Con la staffetta solidale #Overthefortress abbiamo visto e toccato con mano le situazioni calde sui vari confini della rotta, i cambi di direzione imposti essenzialmente dalla militarizzazione dei Paesi balcanici e dall’innalzamento di chilometri di filo spinato in Ungheria e Bulgaria.
Solo la grande determinazione dei migranti ha messo in discussione i regolamenti inadeguati europei, primo tra tutti il Regolamento Dublino III e l’impossibilità di richiedere asilo in paesi diversi da quelli che si affacciano sul mar Mediterraneo e sull’Egeo.
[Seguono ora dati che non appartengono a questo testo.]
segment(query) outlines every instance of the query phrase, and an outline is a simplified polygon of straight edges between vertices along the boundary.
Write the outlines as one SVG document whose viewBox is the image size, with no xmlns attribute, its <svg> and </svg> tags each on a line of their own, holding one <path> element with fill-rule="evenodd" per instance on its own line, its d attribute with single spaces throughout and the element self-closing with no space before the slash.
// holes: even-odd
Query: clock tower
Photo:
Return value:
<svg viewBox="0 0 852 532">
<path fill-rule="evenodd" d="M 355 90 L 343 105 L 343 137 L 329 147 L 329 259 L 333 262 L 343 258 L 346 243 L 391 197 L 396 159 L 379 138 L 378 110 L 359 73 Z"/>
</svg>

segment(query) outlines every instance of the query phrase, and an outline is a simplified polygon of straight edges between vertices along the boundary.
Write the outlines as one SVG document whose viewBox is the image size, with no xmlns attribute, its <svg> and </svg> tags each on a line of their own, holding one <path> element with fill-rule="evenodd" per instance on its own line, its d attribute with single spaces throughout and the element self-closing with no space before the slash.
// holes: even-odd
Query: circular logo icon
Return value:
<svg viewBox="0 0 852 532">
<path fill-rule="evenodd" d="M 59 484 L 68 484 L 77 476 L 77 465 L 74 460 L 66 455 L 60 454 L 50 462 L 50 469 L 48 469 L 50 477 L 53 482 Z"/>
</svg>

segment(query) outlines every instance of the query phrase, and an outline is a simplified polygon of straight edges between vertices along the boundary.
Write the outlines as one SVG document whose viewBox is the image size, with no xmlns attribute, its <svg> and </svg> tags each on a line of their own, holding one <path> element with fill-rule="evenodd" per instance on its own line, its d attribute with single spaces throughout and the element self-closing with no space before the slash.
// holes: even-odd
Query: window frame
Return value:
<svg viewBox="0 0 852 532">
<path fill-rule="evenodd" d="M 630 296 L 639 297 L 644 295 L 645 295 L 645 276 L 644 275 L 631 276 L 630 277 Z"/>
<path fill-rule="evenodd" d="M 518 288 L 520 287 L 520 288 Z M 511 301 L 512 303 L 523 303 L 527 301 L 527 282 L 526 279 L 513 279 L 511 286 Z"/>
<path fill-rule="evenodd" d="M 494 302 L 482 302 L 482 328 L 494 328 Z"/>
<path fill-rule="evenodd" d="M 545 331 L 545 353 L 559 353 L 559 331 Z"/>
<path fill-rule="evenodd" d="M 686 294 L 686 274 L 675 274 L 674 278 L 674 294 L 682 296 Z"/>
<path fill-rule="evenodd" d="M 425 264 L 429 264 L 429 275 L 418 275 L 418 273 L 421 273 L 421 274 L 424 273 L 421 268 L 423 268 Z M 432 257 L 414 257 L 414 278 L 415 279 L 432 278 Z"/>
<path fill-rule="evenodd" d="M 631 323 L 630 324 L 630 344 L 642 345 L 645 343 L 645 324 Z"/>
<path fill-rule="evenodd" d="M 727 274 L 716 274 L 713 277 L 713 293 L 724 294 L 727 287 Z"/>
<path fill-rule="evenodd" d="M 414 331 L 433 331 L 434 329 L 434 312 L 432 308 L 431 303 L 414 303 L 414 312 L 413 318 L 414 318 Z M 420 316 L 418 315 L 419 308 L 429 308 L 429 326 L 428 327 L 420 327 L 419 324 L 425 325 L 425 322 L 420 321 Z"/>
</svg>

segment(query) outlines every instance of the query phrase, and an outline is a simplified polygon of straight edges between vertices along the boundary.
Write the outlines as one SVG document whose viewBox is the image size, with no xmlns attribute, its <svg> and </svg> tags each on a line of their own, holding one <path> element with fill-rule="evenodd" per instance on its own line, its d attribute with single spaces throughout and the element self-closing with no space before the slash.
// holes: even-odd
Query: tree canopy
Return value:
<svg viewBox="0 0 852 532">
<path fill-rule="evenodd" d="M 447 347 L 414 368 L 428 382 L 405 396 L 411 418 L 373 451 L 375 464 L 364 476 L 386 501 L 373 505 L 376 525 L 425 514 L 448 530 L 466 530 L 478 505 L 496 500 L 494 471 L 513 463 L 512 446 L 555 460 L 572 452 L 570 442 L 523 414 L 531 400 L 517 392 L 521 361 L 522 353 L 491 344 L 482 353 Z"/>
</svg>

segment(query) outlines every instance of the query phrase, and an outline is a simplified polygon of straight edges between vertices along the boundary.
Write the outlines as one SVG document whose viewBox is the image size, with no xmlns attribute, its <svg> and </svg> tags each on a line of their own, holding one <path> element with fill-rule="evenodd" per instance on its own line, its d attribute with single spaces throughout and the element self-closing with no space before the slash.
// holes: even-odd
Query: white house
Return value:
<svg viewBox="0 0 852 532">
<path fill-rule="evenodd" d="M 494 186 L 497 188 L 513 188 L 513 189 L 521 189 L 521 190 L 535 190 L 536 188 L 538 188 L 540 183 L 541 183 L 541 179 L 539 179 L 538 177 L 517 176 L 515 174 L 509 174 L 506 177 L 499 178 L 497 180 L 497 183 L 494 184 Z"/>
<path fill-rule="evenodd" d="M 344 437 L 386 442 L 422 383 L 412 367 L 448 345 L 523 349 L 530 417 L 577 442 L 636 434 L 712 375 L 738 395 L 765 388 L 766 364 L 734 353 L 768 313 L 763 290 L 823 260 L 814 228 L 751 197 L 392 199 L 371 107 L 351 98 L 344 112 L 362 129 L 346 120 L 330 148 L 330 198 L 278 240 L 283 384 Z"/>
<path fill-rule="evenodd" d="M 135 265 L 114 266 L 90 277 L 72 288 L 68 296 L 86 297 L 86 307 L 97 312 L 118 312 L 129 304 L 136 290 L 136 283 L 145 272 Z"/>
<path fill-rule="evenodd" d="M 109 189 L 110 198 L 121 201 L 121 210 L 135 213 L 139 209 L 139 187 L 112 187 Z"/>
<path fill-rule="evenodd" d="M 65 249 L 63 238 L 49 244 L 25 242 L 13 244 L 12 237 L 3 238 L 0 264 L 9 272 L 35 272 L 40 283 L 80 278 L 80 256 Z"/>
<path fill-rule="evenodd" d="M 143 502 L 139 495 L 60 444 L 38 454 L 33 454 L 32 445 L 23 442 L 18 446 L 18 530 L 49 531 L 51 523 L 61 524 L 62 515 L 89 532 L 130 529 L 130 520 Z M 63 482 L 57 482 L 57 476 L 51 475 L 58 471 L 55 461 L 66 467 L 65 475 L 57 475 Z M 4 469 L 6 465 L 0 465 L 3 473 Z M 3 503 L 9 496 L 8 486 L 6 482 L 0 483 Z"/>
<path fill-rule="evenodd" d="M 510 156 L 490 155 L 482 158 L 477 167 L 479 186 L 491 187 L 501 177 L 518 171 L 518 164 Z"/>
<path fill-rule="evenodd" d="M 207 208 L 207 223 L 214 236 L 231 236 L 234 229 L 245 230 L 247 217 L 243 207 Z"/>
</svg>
Questa forzatura, agita da centinaia di migliaia di persone, ha aperto una breccia nell’Europa fortezza mostrando sia il volto migliore dei tanti cittadini europei che hanno spinto e sostenuto questo viaggio, ma anche il volto peggiore delle destre populiste che sono riuscite a imporre nell’agenda dell’Unione un’idea di cittadinanza escludente e costruita su basi etniche.
Oggi, con la chiusura del confine austriaco, assistiamo al materializzarsi di quell’effetto domino che più volte abbiamo raccontato sulla Balkan route: la Slovenia, la Croazia, la Serbia e la Macedonia stanno attuando politiche di respingimento su ogni frontiera perché nessuno di questi paesi vuole assumersi la responsabilità dell’accoglienza.
Il portato di questi cambiamenti epocali sta facendo emergere che le politiche europee sull’immigrazione hanno complessivamente fallito: non vi è la volontà di accogliere dignitosamente i migranti, ma si sono stretti accordi con la Turchia del dittatore Erdogan per il loro rimpatrio e per fortificare le frontiere esterne; la NATO impone un blocco navale al largo della Libia, e si posiziona nel Mar Egeo, proprio con l’intento di bloccare le partenze via mare; sono stati aperti gli “hotspot” in Italia e Grecia per dividere sommariamente i rifugiati dai cosiddetti “migranti economici”, da chi può avere il diritto a richiedere l’asilo a chi invece deve essere escluso. Di fatto l’approccio hotspot delle politiche europee è quello di normare dall’alto una vera e propria fabbrica di differenziazione degli individui, con il conseguente incremento della clandestinità e dei problemi ad essa connessi.
Tutto questo mostra palesemente che la guerra globale si sta declinando come una guerra all’umano, colpendo migliaia di corpi desiderosi di libertà, pace e giustizia sociale. Come movimenti sociali dobbiamo cogliere che si sta aprendo una sfida per la costruzione di un’Europa aperta e solidale che si contrappone frontalmente, e senza mediazioni possibili, ad un’Europa delle gabbie etniche e dell’austerità. Il nodo principale di questa sfida, che riguarda tutti e tutte, è quello di una nuova cittadinanza europea, basata sulla possibilità di muoversi liberamente, ma soprattutto sulla necessità di conquistare nuovi diritti sociali, civili e un welfare universale.
Riteniamo fondamentale aprire domenica 28 febbraio, all’interno dell’appuntamento di Agire nella Crisi, una discussione pubblica per organizzare un’iniziativa transnazionale da concretizzarsi all’inizio della primavera sui confini meridionali ed orientali dell’Austria.
All’assemblea parteciperanno tante realtà di movimento europee, con l’obiettivo di organizzare una mobilitazione radicale e praticabile da tanti, che sia in grado di rompere il meccanismo del regime dei confini e che voglia intensificare un lavoro di rete e condivisione progettuale nelle zone maggiormente interessate dalla pressione migratoria.